Na foto, o ‘naps’ da Avenida Rodrigues Alves, 236, no bairro Macuco

O atendimento psiquiátrico da prefeitura de Santos nos núcleos de
atendimento psicossociais (naps) “é uma loucura, um caos, um perigo, onde
impera o desrespeito aos profissionais e aos pacientes”.
O alerta é do presidente do sindicato dos servidores estatutários municipais
(Sindest), Fábio Marcelo Pimentel, que já levou o problema algumas vezes ao
secretário de saúde, Fábio Alexandre Fernandes Ferraz.

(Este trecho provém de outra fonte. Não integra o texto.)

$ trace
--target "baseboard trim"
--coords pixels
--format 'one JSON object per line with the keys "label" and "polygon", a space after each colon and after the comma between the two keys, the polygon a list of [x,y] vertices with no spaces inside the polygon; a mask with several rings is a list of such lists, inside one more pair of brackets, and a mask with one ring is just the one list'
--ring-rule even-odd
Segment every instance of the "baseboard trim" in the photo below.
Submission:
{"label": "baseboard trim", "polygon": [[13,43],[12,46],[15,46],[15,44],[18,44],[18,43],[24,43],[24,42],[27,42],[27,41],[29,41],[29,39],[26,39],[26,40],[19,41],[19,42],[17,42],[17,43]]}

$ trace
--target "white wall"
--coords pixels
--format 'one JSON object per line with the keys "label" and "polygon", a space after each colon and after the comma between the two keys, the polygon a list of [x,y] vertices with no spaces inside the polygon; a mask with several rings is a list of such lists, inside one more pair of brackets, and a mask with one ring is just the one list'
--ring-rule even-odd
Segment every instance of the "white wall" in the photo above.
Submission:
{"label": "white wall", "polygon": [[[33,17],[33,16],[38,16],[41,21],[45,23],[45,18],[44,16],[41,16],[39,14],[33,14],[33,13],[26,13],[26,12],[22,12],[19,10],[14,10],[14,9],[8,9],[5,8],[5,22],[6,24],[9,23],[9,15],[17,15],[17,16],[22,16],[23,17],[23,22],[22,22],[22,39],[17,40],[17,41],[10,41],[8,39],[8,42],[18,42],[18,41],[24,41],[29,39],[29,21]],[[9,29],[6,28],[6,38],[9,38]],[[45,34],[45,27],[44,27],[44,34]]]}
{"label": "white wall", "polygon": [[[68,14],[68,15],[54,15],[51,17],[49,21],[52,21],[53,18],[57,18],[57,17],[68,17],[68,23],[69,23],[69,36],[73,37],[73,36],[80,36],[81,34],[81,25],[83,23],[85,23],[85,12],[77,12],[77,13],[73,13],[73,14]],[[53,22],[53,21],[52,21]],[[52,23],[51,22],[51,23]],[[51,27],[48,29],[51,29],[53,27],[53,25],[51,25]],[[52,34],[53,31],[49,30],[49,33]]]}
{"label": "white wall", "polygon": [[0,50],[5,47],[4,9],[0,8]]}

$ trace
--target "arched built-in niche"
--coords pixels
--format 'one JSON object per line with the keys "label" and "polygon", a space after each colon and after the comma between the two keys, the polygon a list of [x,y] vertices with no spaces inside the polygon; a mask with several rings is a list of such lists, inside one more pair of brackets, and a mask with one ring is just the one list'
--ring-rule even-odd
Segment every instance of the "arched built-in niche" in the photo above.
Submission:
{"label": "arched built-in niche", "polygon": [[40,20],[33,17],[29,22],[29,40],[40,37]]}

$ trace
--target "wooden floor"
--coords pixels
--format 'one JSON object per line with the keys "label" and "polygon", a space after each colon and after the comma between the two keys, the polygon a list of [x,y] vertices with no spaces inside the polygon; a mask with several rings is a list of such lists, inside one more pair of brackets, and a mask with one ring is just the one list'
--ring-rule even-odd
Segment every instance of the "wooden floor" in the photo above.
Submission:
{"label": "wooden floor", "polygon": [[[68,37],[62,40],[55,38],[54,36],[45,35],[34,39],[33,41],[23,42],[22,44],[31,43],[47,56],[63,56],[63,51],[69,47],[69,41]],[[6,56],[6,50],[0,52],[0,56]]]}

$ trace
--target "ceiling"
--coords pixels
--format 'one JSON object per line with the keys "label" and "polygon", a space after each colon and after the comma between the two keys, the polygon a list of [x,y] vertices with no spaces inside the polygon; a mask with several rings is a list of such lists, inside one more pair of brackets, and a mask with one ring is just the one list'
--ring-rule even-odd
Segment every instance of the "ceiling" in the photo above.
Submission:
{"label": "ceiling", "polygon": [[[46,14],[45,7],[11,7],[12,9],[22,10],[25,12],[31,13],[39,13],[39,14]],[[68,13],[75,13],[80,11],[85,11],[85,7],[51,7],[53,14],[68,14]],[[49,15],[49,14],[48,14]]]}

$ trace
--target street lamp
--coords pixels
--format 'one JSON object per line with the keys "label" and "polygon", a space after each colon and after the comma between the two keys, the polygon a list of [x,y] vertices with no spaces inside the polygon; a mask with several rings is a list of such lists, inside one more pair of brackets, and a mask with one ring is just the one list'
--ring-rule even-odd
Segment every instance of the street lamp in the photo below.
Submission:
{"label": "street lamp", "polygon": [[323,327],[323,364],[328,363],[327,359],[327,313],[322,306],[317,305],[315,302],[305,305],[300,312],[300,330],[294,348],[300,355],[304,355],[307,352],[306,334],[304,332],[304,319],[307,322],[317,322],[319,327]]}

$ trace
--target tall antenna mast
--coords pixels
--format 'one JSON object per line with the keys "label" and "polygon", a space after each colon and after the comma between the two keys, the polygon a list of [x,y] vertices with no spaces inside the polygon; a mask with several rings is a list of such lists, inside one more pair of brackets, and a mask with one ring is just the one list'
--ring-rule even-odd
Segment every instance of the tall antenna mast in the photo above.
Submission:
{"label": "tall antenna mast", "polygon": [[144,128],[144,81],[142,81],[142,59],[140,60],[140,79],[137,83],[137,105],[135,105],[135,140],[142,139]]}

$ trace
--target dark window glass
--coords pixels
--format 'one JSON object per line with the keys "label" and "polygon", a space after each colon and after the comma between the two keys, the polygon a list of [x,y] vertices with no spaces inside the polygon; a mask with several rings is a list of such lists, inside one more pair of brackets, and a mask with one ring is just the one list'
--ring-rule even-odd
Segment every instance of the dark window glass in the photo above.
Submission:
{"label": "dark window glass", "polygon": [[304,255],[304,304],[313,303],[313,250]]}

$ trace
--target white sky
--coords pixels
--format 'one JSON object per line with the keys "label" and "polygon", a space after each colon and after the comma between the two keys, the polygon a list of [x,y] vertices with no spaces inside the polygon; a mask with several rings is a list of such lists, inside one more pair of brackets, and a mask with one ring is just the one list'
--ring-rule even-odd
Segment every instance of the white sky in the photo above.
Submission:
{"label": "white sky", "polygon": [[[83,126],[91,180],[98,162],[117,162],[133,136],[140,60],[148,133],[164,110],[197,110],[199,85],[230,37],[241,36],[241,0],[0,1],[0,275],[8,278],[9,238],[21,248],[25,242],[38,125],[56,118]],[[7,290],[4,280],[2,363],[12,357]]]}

“Não podemos mais aceitar que o pessoal de enfermagem, assistentes sociais,
psiquiatras, psicólogos, terapeutas e outros servidores se exponham a tantos
riscos”, diz o sindicalista.
“Não se sabe como, até agora, ainda não aconteceu uma desgraça”, pondera
Fábio. “Se bem que o suicídio de uma jovem no naps da Rua Campos Melo, 298,
Macuco, no primeiro semestre, foi uma lástima”.

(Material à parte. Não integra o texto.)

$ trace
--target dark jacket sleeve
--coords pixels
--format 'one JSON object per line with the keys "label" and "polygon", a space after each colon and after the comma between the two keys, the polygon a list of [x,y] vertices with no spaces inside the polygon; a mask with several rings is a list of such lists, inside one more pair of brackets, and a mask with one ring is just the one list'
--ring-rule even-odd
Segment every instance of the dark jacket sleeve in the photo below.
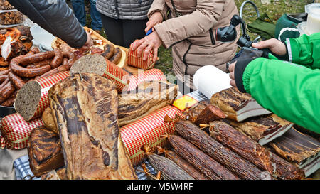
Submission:
{"label": "dark jacket sleeve", "polygon": [[16,9],[70,46],[82,47],[87,34],[65,0],[9,0]]}

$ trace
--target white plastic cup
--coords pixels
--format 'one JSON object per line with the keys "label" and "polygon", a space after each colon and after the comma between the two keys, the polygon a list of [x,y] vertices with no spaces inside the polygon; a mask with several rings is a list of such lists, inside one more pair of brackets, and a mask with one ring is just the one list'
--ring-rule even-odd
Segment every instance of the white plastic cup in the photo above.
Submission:
{"label": "white plastic cup", "polygon": [[225,89],[231,87],[229,74],[213,65],[198,69],[193,75],[193,87],[208,99]]}

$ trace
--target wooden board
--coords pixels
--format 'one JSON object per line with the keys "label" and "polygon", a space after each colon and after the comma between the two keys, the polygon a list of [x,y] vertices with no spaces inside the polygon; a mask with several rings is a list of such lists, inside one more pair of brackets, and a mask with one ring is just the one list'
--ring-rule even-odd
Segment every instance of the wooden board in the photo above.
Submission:
{"label": "wooden board", "polygon": [[[105,38],[105,37],[103,37],[102,36],[99,34],[97,32],[96,32],[95,31],[92,31],[92,29],[87,28],[87,26],[84,26],[83,28],[85,31],[92,31],[92,33],[91,34],[92,37],[93,37],[93,38],[95,38],[96,39],[101,40],[102,41],[102,45],[101,46],[99,46],[99,48],[103,49],[103,46],[105,46],[105,45],[106,45],[106,44],[112,44],[112,45],[114,45],[114,47],[119,47],[121,49],[121,50],[122,51],[122,57],[121,58],[120,62],[119,62],[119,63],[117,64],[117,65],[118,65],[119,67],[120,67],[122,68],[124,68],[128,72],[129,72],[129,73],[131,73],[132,75],[136,75],[136,74],[138,73],[138,70],[139,70],[138,68],[135,68],[134,67],[129,66],[127,64],[127,56],[128,56],[128,53],[129,53],[129,48],[114,45],[112,42],[109,41],[107,38]],[[55,37],[53,39],[53,41],[51,43],[51,47],[53,49],[57,48],[57,46],[55,45],[55,43],[56,43],[58,39],[58,38]]]}

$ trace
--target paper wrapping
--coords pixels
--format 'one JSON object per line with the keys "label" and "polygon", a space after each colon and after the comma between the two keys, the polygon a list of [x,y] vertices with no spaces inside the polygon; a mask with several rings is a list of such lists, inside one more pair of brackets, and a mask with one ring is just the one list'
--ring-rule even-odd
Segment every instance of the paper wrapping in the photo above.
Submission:
{"label": "paper wrapping", "polygon": [[[49,107],[49,97],[48,97],[48,90],[51,87],[60,80],[62,80],[69,76],[69,72],[65,71],[54,74],[50,76],[38,78],[34,80],[39,84],[41,87],[41,95],[40,97],[39,103],[38,107],[33,114],[33,117],[30,119],[33,119],[41,117],[44,110]],[[18,112],[19,113],[19,112]]]}
{"label": "paper wrapping", "polygon": [[102,77],[114,81],[118,92],[122,91],[129,85],[129,74],[109,60],[106,61],[107,68]]}
{"label": "paper wrapping", "polygon": [[[143,60],[143,55],[142,57],[139,58],[137,56],[137,50],[132,50],[131,48],[134,44],[136,41],[138,40],[134,41],[130,45],[130,49],[129,49],[129,53],[128,53],[128,60],[127,60],[127,64],[128,65],[135,67],[139,69],[143,70],[148,70],[150,68],[152,68],[154,66],[154,64],[156,63],[155,61],[154,61],[154,52],[151,50],[148,55],[148,58],[146,60]],[[142,53],[144,53],[144,50]]]}
{"label": "paper wrapping", "polygon": [[139,70],[138,74],[130,76],[129,83],[126,91],[136,88],[139,84],[144,81],[162,80],[166,81],[164,72],[159,69],[151,69],[146,71]]}
{"label": "paper wrapping", "polygon": [[18,113],[4,117],[0,128],[0,145],[1,149],[21,149],[26,148],[31,131],[43,125],[41,118],[26,121]]}
{"label": "paper wrapping", "polygon": [[134,166],[145,157],[142,150],[143,145],[150,144],[151,151],[154,151],[156,146],[164,146],[166,144],[165,139],[161,139],[161,135],[171,134],[175,131],[173,123],[164,122],[166,115],[171,119],[176,115],[183,117],[177,108],[166,106],[121,128],[121,137]]}

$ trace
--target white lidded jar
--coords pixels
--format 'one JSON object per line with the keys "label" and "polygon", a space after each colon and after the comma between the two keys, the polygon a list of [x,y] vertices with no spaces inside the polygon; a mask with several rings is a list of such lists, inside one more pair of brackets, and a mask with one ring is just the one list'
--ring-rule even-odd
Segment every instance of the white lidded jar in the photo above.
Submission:
{"label": "white lidded jar", "polygon": [[309,34],[320,32],[320,3],[306,5],[305,9],[308,13],[306,31]]}

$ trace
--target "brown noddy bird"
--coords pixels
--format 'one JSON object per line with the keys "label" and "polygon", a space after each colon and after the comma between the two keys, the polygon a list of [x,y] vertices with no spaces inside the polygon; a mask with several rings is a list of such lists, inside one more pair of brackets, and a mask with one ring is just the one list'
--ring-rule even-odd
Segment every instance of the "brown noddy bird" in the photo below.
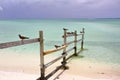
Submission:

O presidente do Sindest reclama que os profissionais trabalham “sem qualquer
segurança ou garantia de integridade física. O pessoal vive com medo.
Ninguém tem sossego”.
“Apesar do pessoal ter estudado e sido treinado para lidar com os
contratempos ao lidar com surtados, drogados, miseráveis e revoltadas
vítimas da injustiça social no país, o perigo existe”, diz Fábio.

O perigo de
instrumentos cortantes
Para o diretor do sindicato Josias Aparecido da Silva, o atendimento a
pacientes agitados, com instrumentos perfurocortantes, “não é tranquilo em
hipótese alguma”.
Segundo ele, os doentes têm acesso a agulhas, lâminas, pinças, seringas e
vidros. “O atendimento contraria todas as normas de segurança e é totalmente
irregular”.
Josias explica que os pacientes recebem remédios fortes, sem supervisão de
enfermeiro, o que é proibido pelo Cofen (conselho federal de enfermagem).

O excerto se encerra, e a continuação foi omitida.